In der Gondel auf 200 Meter
Es lagen bereits die drei Komponenten bereit, die der Hubschrauber im Laufe des Vormittags nach oben transportieren sollte. Während Spezialisten damit beschäftigt waren, diese Teile für den Transport vorzubereiten, wurden vier – offensichtlich völlig schwindelfreie – Männer in einer kleinen Gondel zur Mastspitze gezogen. Ihre Aufgabe war es, die neuen Teile in über 200 Metern Höhe zu befestigen.
In einem ersten Arbeitsschritt transportierte der Hubschrauber den „Deckel“, der den Sendemast seit 1988 oben abschloss, zu Boden. Wenige Minuten später brachte er dann einen Adapter, also ein Verbindungsstück, an die Mastspitze. Das Justieren dieses Adapters war der komplizierteste und langwierigste Teil der Aktion. Genau ein hundertstel Millimeter betrug die Toleranz, wie Projektleiter Michael Reinert erklärte. Das ist entscheidend, weil auf dem Adapter der rund 15 Meter hohe, neue Antennenzylinder montiert wird.
4400 PS
Nach einer guten halben Stunde konnte der Hubschrauber erneut starten und mit seinen 4400 PS das 3,3 Tonnen schwere, neue Teil nach oben schleppen. Knapp zwei Minuten schwebte er über der Mastspitze, dann war die neue Komponente offensichtlich schon so stabil befestigt, dass die Transportseile gelöst werden konnten.

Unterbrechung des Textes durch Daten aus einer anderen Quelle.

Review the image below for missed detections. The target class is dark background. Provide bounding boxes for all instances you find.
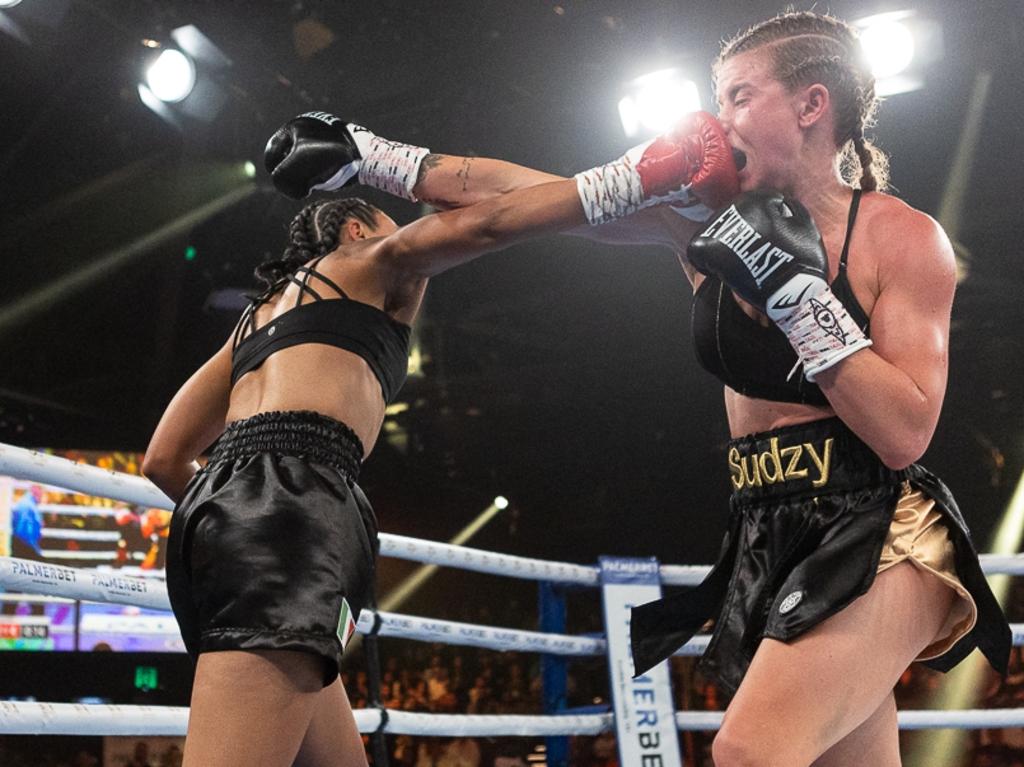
[1,0,1021,603]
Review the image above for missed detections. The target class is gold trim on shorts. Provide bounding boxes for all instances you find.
[877,481,978,660]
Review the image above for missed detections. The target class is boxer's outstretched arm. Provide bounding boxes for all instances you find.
[412,154,689,248]
[377,132,722,277]
[264,113,738,250]
[412,154,560,209]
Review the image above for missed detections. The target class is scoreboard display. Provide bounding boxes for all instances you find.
[0,599,77,651]
[0,598,185,653]
[78,603,185,653]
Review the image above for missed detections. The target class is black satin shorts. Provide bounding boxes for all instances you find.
[631,418,1010,694]
[166,411,378,687]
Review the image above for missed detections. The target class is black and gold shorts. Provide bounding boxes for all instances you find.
[631,417,1010,694]
[166,410,377,687]
[877,482,977,660]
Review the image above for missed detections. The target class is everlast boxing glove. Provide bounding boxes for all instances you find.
[688,190,871,381]
[265,112,429,201]
[575,111,740,225]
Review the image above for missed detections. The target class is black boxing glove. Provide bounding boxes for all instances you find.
[265,112,365,199]
[265,112,430,200]
[688,190,871,381]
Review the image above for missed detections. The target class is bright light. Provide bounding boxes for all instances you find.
[145,48,196,103]
[377,497,510,614]
[854,10,927,96]
[384,401,409,416]
[137,83,182,129]
[0,0,22,8]
[243,161,256,178]
[859,16,915,79]
[494,495,509,510]
[619,69,702,138]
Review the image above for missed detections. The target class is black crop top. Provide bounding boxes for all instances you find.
[231,257,411,403]
[691,190,868,406]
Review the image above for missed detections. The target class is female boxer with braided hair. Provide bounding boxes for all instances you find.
[252,197,379,287]
[271,10,1010,765]
[142,127,731,765]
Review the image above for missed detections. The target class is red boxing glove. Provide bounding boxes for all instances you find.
[575,111,740,226]
[628,134,697,196]
[660,111,740,221]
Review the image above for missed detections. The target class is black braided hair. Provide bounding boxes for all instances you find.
[254,197,382,290]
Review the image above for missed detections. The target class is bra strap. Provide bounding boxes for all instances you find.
[838,189,862,272]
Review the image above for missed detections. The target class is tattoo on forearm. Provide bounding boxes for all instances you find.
[416,153,444,186]
[456,157,473,192]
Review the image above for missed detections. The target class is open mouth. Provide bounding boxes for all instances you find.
[730,147,748,171]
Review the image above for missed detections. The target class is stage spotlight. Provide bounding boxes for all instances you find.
[138,26,231,126]
[494,495,509,510]
[145,48,196,104]
[378,496,511,613]
[859,13,915,79]
[618,68,701,138]
[855,10,942,96]
[137,82,183,130]
[243,161,256,178]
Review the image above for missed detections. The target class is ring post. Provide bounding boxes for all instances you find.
[600,557,683,767]
[539,580,569,766]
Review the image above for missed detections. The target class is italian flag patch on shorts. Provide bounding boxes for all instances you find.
[336,598,357,651]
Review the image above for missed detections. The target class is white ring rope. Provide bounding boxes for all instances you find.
[39,551,146,562]
[40,529,123,542]
[660,557,1024,584]
[38,504,132,517]
[378,533,598,585]
[0,443,171,509]
[0,557,171,611]
[357,610,606,656]
[659,564,712,586]
[3,700,1023,736]
[0,701,612,737]
[380,711,612,737]
[0,702,189,737]
[673,709,1024,732]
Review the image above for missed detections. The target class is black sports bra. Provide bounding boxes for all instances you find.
[691,190,869,406]
[231,257,411,403]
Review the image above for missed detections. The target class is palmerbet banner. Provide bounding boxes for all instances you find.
[599,557,684,767]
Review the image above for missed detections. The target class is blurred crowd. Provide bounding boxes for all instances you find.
[344,639,1024,767]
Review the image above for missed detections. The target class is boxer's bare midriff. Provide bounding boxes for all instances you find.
[724,387,836,439]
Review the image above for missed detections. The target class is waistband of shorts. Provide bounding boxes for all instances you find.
[726,417,905,504]
[207,410,364,482]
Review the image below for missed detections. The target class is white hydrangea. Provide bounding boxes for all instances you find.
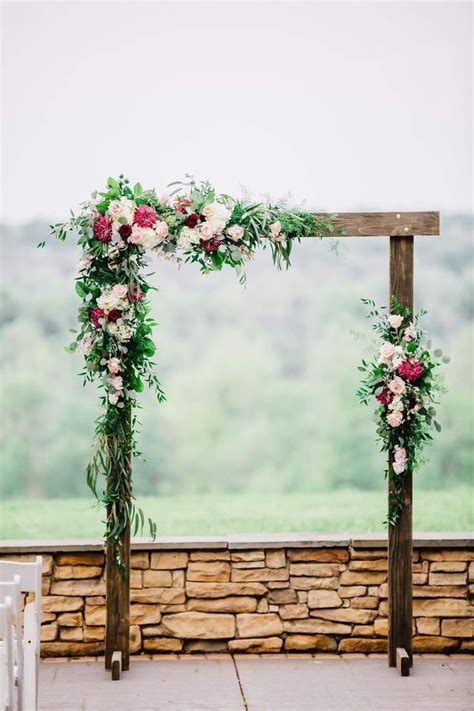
[201,201,231,235]
[107,321,135,342]
[177,227,200,250]
[97,287,129,313]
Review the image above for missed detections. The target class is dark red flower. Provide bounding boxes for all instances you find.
[397,359,423,383]
[107,309,122,322]
[118,224,132,240]
[134,204,157,228]
[201,237,221,254]
[375,386,393,406]
[132,286,144,302]
[184,212,200,228]
[174,198,193,214]
[90,307,105,328]
[93,216,113,243]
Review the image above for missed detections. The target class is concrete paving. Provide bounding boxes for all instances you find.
[39,654,474,711]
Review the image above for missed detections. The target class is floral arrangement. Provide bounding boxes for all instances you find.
[357,298,447,524]
[49,175,337,566]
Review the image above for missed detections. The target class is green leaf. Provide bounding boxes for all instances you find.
[75,281,88,298]
[433,348,443,357]
[442,355,450,364]
[434,420,442,432]
[133,182,143,197]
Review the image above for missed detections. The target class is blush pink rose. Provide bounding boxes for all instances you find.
[112,284,128,300]
[387,410,403,427]
[129,227,143,244]
[108,393,119,405]
[200,222,214,239]
[110,375,123,391]
[107,358,121,374]
[155,221,169,242]
[380,342,396,360]
[227,224,244,242]
[388,314,403,329]
[388,376,406,396]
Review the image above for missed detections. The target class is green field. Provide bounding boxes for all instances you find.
[0,488,472,539]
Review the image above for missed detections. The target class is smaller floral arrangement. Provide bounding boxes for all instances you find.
[357,298,448,524]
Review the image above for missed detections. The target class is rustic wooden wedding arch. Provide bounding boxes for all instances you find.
[105,210,440,679]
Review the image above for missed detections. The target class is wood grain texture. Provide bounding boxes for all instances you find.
[388,235,414,669]
[313,211,439,237]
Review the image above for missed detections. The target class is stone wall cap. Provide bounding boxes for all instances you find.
[0,532,472,554]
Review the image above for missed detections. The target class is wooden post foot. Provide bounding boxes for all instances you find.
[111,651,122,681]
[396,647,410,677]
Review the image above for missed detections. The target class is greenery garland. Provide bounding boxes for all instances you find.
[49,175,338,566]
[357,298,447,525]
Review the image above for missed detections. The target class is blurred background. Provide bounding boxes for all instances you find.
[1,1,472,537]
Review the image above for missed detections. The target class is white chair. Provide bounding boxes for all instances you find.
[0,596,17,711]
[0,577,23,710]
[0,558,42,711]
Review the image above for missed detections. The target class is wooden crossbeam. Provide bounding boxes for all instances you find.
[313,211,439,237]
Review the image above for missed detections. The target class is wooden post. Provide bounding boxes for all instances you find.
[105,408,131,673]
[388,235,414,668]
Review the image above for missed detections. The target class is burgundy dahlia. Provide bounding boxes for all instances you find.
[397,359,423,383]
[184,212,200,228]
[93,216,113,243]
[118,224,132,240]
[134,204,157,228]
[375,386,393,406]
[90,307,105,329]
[201,237,221,254]
[107,309,122,323]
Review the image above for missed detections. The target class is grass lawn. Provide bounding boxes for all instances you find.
[0,487,472,539]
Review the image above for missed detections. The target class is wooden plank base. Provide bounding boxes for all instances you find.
[396,648,410,677]
[111,651,122,681]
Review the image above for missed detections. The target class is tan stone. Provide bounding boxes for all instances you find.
[287,549,349,563]
[339,638,387,653]
[43,596,84,612]
[413,573,428,585]
[41,642,104,658]
[416,617,440,635]
[469,562,474,581]
[232,561,265,569]
[56,612,82,627]
[231,551,265,562]
[130,604,161,625]
[297,591,308,603]
[338,586,366,599]
[184,640,228,653]
[190,551,230,561]
[350,548,386,560]
[42,578,51,595]
[269,605,278,612]
[84,626,105,642]
[231,568,288,583]
[421,550,474,562]
[310,608,377,624]
[266,581,290,589]
[41,622,58,641]
[268,589,298,605]
[339,571,386,586]
[257,598,269,613]
[158,612,235,639]
[143,637,183,652]
[85,606,106,626]
[130,570,143,589]
[3,554,54,575]
[237,613,283,638]
[289,563,341,578]
[53,565,102,580]
[413,598,473,617]
[41,613,56,624]
[431,561,467,573]
[150,552,188,570]
[379,601,388,616]
[187,596,257,613]
[461,640,474,652]
[413,636,458,653]
[129,625,141,654]
[266,550,286,569]
[131,552,149,569]
[186,582,266,598]
[307,591,343,609]
[187,562,230,582]
[55,553,104,567]
[441,618,474,638]
[60,627,83,641]
[228,637,282,653]
[86,596,105,606]
[285,634,337,651]
[368,586,379,597]
[172,571,185,587]
[429,572,467,586]
[130,588,185,605]
[351,597,379,610]
[290,577,338,591]
[349,559,387,572]
[142,570,173,588]
[161,604,186,613]
[284,619,351,635]
[279,604,308,620]
[50,580,105,596]
[352,625,374,636]
[413,586,467,599]
[374,618,388,636]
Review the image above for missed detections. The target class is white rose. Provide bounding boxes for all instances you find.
[155,221,169,243]
[139,227,159,250]
[108,197,135,224]
[201,202,231,234]
[388,314,403,329]
[227,224,244,242]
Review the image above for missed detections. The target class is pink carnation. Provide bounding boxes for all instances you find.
[93,216,113,243]
[397,359,423,383]
[134,205,157,228]
[90,307,105,329]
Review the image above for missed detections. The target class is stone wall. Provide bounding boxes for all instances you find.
[1,534,472,657]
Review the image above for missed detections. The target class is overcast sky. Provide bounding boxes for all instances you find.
[2,1,472,223]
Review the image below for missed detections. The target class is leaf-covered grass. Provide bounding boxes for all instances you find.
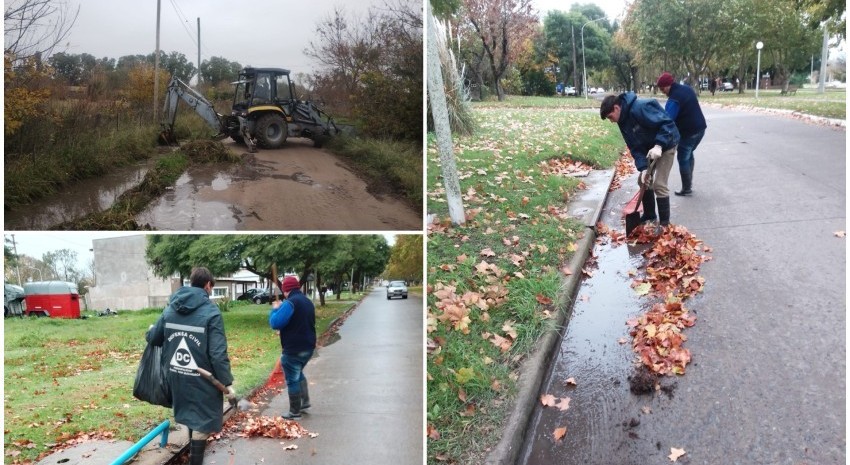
[426,101,623,464]
[3,301,353,464]
[474,94,606,109]
[326,135,423,208]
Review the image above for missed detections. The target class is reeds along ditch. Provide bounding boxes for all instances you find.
[53,141,239,230]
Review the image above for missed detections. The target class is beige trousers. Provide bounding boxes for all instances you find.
[639,147,677,197]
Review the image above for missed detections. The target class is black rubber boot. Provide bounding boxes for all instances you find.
[189,439,206,465]
[675,169,692,196]
[282,394,302,420]
[640,189,657,223]
[299,379,311,411]
[657,196,671,226]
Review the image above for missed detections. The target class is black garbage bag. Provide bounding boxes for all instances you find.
[133,342,172,408]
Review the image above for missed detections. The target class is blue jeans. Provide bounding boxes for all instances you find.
[281,351,313,395]
[677,129,705,174]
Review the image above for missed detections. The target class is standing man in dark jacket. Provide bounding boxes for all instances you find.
[657,72,707,196]
[270,275,316,420]
[601,92,680,226]
[146,267,235,465]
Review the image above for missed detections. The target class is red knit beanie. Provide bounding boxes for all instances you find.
[282,276,300,293]
[657,72,674,88]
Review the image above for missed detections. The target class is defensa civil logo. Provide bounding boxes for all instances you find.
[170,337,199,374]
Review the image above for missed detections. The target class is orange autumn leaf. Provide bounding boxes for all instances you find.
[540,394,557,406]
[668,447,686,462]
[536,294,553,305]
[553,426,567,441]
[555,397,571,411]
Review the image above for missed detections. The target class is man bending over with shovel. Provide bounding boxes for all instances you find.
[270,275,316,420]
[601,92,680,227]
[146,267,237,465]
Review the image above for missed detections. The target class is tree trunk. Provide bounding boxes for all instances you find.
[427,1,466,225]
[316,270,325,306]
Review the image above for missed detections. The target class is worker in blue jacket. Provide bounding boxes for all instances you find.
[657,72,707,196]
[601,92,680,227]
[269,275,316,420]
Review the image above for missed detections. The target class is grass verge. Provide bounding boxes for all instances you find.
[325,135,423,209]
[3,300,355,464]
[426,101,623,464]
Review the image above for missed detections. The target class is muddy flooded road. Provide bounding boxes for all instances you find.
[137,138,422,230]
[4,159,156,230]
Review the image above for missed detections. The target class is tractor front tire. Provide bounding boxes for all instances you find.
[255,114,287,149]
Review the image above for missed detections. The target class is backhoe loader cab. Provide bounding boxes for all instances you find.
[159,67,338,152]
[228,67,338,149]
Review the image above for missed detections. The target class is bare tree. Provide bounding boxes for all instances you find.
[4,0,79,61]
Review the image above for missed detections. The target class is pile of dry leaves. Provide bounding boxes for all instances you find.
[627,301,697,375]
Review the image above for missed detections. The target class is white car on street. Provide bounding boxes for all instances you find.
[386,281,408,300]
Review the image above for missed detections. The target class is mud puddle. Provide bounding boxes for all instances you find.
[518,187,672,465]
[138,140,422,231]
[4,158,157,230]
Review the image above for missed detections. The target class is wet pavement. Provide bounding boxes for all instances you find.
[517,106,845,465]
[204,287,423,464]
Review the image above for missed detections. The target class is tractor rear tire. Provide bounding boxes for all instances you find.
[255,114,287,149]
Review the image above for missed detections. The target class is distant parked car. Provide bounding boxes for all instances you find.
[721,80,734,91]
[236,288,263,301]
[386,281,408,300]
[250,289,274,304]
[565,86,577,96]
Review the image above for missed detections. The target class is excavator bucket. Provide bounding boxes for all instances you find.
[158,127,178,146]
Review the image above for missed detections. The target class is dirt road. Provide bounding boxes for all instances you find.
[136,138,422,231]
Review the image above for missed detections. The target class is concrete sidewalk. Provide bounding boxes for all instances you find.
[204,287,423,464]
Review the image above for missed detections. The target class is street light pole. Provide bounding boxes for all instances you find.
[755,41,764,99]
[582,17,605,99]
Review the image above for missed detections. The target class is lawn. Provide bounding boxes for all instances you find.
[426,101,623,464]
[3,299,355,464]
[668,86,845,120]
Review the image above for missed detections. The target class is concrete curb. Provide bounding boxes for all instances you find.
[484,168,616,465]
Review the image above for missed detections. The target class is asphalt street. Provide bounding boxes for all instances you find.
[518,105,845,465]
[205,288,423,464]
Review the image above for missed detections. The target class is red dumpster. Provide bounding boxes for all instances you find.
[23,281,81,318]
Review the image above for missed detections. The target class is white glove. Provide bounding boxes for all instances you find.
[639,170,651,185]
[648,144,663,161]
[226,385,238,406]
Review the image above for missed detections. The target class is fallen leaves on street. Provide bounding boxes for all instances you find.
[668,447,687,461]
[240,416,311,440]
[628,301,696,375]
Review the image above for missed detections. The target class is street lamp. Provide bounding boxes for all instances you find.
[582,17,605,99]
[755,41,764,99]
[25,266,43,282]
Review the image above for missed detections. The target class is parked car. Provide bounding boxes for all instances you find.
[236,288,263,301]
[386,280,408,300]
[721,80,734,91]
[564,86,577,96]
[250,289,274,304]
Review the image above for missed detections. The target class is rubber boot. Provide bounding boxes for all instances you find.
[675,168,692,196]
[639,189,657,223]
[282,394,302,420]
[189,439,206,465]
[657,196,671,226]
[299,378,311,411]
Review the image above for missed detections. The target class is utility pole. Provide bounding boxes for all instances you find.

Im letzten Akt transportierte der Hubschrauber noch einen leuchtend roten „Blitzfangkorb“ als neue Mastspitze nach oben. Darin befindet sich ein „Schwingungstilger“, der mit einer Art Stoßdämpfersystem Bewegungen der Mastspitze reduzieren soll. Schließlich sind die obersten 20 Meter nach der Erhöhung nicht durch Seile abgespannt.
Es geht bei dem aufwendigen Projekt weder darum, dass der Sender über eine größere Höhe mehr Reichweite gewinnt, oder die Platzkapazitäten für die Antennen nicht mehr ausreichten, erläuterte Heiko Herbert, Leiter des Senders, die technischen Hintergründe. Der Mast sei für eine modulare Bauweise angelegt, und nun werde eben ein neues Modul aufgesetzt. Darin, so der Leiter der Sendeanlage, befindet sich eine sogenannte DVB-T2-Antenne. Im Zusammenspiel mit den Sendern auf der Frankenwarte und dem Pfaffenberg soll Unterfranken so künftig mit modernem, hochauflösendem digitalem Antennenfernsehen versorgt werden.
Routine für den Piloten
Nach dreieinhalb Stunden war für Pilot Christian Brandner die Routine-Aktion beendet. Nun ging es nach Coburg zum Tanken und dann weiter nach Schladming, wo der Hubschrauber am Nachmittag erwartet wurde. Im Sendemast sind die Arbeiten damit noch lange nicht erledigt. Bis Ende September wird es dauern, bis die Verkabelungen abgeschlossen sind.
Ob die Würzburger Wallfahrer den Masten am Kreuzberg heuer nun wirklich eher sehen, weiß Wallfahrtsleiter Bulla nicht. Klar ist für ihn aber: „Wir werden den Sendemast in diesem Jahr auf jeden Fall genauer anschauen“.